Agentless Integration Kit

Configuring certificate authentication

You can configure certificate authentication between your application and PingFederate.

Steps

  1. Check that the client certificate issuer is a trusted root certificate authority (CA) in PingFederate. If not, add the intermediate and root CA certificates.

    For help, see Managing trusted certificate authorities in the PingFederate documentation.

  2. In PingFederate, export your signing certificate.

    1. On the PingFederate admin console, go to Security → Signing & Decryption Keys & Certificates.

    2. For the certificate that you want to use, in the Action column, click Export.

    3. On the Export Certificate screen, click Next.

    4. On the Export & Summary screen, click Export.

    5. Open the *.crt file in a text editor.

  3. Import your PingFederatesigning certificate into your application.

    You can use OpenSSL to convert the PCKS12 certificate and key to PEM format.

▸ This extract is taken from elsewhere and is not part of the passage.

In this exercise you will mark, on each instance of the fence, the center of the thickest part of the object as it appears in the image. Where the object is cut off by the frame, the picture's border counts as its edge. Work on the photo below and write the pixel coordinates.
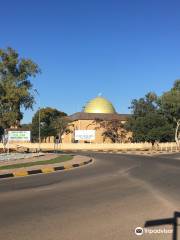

Use one of the following commands.

    PEM certificate only
     openssl pkcs12 -in  <certname>.p12-passin pass:<password>  -nokeys -out  <certname>.cert.pem
    PEM key only
     openssl pkcs12 -in  <certname>.p12 -passin pass:<password>  -nocerts -out  <certname>.key.pem
    PEM certificate and key
     openssl pkcs12 -in  <certname>.p12 -passin pass:<password>  -out  <certname>.certandkey.pem
  4. If you have already configured a Reference ID Adapter instance, update it by setting the Allowed Subject DN field, the Allowed Issuer DN field, or both to match the client certificate.

  5. Configure a second port for PingFederateto receive back-channel calls.

    1. Stop PingFederate.

    2. Open the <pf_install>/pingfederate/bin/run.properties file for editing.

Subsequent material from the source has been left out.